Özesmi, U., & OeZESMI, S. (2003). A participatory approach to ecosystem conservation: fuzzy cognitive maps and stakeholder group analysis in Uluabat Lake, Turkey. Environmental Management, 31(4), 0518-0531.
This afternoon I finally got a chance to play with my data. It has taken me this long to get to it because I first had to learn how to use the software analysis program, Gephi. Learning new software, at least for me, takes time, solitude, and a lot of button pushing. I make a mess, delete, start over, delete, repeat et nauseum. Basically, having interruptions (student or otherwise), or at least the potential for them, does not make for a good learning environment for me.

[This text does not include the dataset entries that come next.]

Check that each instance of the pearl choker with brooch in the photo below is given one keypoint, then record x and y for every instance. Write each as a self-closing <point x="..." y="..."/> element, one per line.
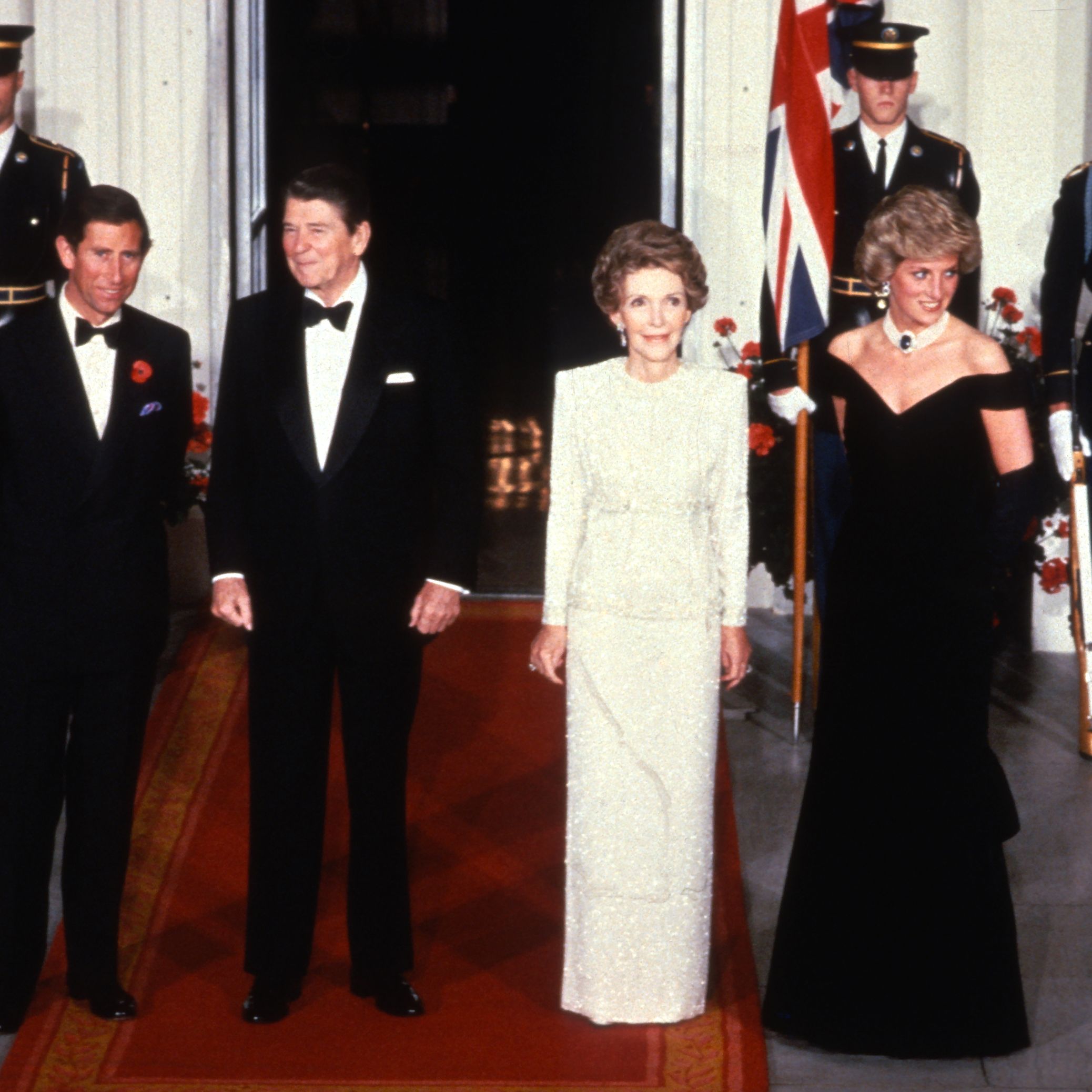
<point x="907" y="343"/>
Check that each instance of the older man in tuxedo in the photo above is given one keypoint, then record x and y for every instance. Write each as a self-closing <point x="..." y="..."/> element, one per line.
<point x="95" y="411"/>
<point x="341" y="533"/>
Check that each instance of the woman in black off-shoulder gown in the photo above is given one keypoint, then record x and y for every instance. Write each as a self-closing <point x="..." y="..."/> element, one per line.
<point x="897" y="933"/>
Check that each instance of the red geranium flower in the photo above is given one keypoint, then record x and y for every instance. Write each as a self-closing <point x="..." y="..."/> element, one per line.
<point x="1055" y="575"/>
<point x="1031" y="337"/>
<point x="200" y="441"/>
<point x="760" y="438"/>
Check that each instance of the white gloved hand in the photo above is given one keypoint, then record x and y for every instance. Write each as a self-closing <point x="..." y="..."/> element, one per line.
<point x="787" y="407"/>
<point x="1061" y="442"/>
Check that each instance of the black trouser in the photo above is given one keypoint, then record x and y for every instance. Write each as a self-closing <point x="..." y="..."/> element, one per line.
<point x="292" y="676"/>
<point x="102" y="714"/>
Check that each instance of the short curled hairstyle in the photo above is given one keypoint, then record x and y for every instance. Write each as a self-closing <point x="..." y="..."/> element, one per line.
<point x="920" y="223"/>
<point x="648" y="245"/>
<point x="339" y="186"/>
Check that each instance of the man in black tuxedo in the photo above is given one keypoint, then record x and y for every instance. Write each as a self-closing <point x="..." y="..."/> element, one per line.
<point x="96" y="414"/>
<point x="341" y="531"/>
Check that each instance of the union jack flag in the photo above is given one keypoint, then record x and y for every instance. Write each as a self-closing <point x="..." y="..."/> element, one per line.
<point x="798" y="193"/>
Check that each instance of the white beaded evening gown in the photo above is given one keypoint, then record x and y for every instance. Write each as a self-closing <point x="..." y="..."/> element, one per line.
<point x="647" y="558"/>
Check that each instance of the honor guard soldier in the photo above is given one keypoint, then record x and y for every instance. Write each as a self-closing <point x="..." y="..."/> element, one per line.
<point x="1067" y="268"/>
<point x="36" y="179"/>
<point x="878" y="154"/>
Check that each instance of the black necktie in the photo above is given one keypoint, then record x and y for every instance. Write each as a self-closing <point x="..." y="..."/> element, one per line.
<point x="315" y="312"/>
<point x="882" y="165"/>
<point x="84" y="331"/>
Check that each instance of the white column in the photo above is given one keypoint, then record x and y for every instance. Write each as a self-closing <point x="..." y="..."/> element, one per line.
<point x="727" y="58"/>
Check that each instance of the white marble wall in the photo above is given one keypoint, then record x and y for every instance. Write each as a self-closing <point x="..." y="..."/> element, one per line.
<point x="140" y="91"/>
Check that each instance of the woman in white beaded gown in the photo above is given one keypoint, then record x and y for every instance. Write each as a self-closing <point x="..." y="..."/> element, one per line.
<point x="645" y="605"/>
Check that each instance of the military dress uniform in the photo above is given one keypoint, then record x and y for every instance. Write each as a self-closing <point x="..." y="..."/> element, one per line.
<point x="36" y="179"/>
<point x="1067" y="267"/>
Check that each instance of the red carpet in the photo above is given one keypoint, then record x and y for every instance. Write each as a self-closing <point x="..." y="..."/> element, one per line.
<point x="486" y="804"/>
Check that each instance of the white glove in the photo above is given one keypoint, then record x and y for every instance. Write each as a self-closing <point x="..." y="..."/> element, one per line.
<point x="1061" y="442"/>
<point x="787" y="407"/>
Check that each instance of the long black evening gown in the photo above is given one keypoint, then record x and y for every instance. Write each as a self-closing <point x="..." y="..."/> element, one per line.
<point x="896" y="934"/>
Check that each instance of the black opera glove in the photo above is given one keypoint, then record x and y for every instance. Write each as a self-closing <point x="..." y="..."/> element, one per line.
<point x="1015" y="507"/>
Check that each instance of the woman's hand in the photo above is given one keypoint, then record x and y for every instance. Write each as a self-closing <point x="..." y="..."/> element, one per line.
<point x="548" y="652"/>
<point x="735" y="652"/>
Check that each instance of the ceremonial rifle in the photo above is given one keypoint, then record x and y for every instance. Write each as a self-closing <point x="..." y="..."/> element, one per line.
<point x="1080" y="567"/>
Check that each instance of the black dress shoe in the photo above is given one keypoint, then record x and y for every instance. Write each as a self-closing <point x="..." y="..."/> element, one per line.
<point x="107" y="1003"/>
<point x="269" y="999"/>
<point x="393" y="995"/>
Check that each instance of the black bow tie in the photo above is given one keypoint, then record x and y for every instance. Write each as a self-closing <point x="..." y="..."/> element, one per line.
<point x="84" y="331"/>
<point x="315" y="312"/>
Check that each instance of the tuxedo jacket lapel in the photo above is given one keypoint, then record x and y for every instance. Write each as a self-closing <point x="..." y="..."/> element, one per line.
<point x="364" y="383"/>
<point x="65" y="392"/>
<point x="291" y="399"/>
<point x="126" y="401"/>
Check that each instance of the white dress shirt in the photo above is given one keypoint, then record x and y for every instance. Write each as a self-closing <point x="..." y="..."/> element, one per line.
<point x="95" y="361"/>
<point x="6" y="138"/>
<point x="895" y="142"/>
<point x="328" y="352"/>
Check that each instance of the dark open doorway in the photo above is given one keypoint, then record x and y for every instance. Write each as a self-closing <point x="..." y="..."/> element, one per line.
<point x="504" y="142"/>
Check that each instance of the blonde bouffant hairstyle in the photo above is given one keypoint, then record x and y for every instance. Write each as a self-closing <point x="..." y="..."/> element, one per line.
<point x="647" y="245"/>
<point x="918" y="223"/>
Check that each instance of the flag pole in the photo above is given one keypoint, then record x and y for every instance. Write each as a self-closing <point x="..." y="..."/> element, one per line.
<point x="800" y="540"/>
<point x="1080" y="566"/>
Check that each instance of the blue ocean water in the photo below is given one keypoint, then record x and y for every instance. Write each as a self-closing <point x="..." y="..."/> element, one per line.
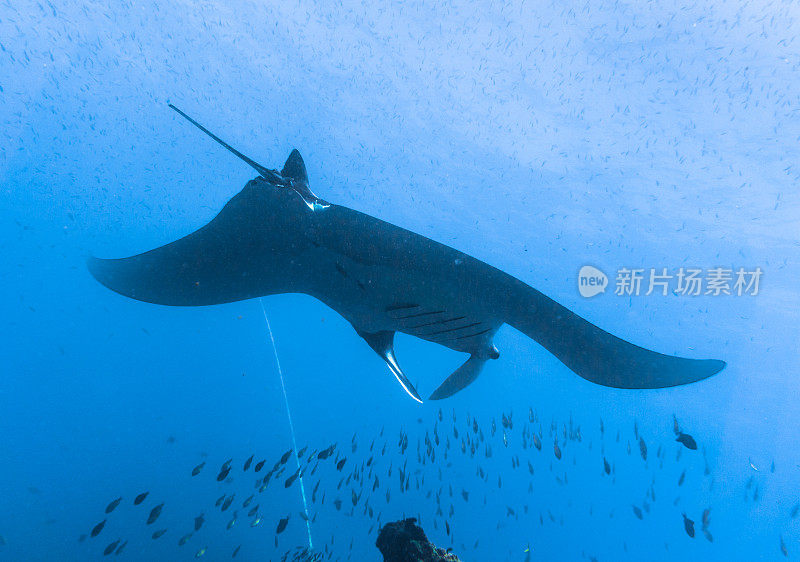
<point x="537" y="137"/>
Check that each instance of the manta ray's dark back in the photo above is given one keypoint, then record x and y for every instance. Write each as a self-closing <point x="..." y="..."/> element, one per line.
<point x="276" y="236"/>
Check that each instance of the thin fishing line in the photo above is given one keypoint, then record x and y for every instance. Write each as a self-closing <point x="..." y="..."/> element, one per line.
<point x="291" y="425"/>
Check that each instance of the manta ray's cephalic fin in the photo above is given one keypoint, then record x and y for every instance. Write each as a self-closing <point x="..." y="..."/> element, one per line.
<point x="383" y="344"/>
<point x="294" y="170"/>
<point x="461" y="377"/>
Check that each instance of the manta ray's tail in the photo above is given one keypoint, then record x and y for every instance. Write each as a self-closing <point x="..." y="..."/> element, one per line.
<point x="594" y="354"/>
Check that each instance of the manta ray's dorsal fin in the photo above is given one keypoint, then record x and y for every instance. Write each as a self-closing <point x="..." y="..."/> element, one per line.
<point x="267" y="174"/>
<point x="461" y="378"/>
<point x="295" y="168"/>
<point x="383" y="344"/>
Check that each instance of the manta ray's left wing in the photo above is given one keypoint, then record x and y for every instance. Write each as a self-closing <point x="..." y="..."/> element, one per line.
<point x="218" y="263"/>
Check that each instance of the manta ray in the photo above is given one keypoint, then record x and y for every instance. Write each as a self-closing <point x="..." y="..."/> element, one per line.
<point x="276" y="236"/>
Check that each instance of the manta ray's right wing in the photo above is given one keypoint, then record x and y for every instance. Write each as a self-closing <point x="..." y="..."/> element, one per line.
<point x="593" y="353"/>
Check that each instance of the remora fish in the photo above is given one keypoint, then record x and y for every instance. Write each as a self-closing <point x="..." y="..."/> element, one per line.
<point x="276" y="236"/>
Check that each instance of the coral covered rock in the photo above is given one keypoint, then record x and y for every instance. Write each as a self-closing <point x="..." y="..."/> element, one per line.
<point x="405" y="541"/>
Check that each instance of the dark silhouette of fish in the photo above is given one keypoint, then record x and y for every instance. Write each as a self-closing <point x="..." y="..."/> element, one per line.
<point x="687" y="441"/>
<point x="97" y="528"/>
<point x="276" y="236"/>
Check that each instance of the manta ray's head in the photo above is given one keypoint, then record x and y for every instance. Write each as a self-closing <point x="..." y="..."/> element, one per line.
<point x="294" y="177"/>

Gephi is relatively easy, particularly if you want to download large datasets or use the datasets they give you – which are aimed at social network analysis. However, I chose Gephi because it allows you to look at other sorts of networked data. Including data like mine, linked social-ecological system elements drawn from TEK interviews. But to do this I had to figure out how to configure a data set for importing into the software. Surprisingly, Gephi doesn’t have a tutorial on how to put together a basic .csv (comma delimited) file for importing into their program. I guess they assume everyone who uses this open source software is in the know.Thank goodness for Literature Geek (a.k.a. Amanda Visconti) and History Blogger. Both researchers have provided detailed instructions about setting up basic .csv data files in Excel for use in Gephi.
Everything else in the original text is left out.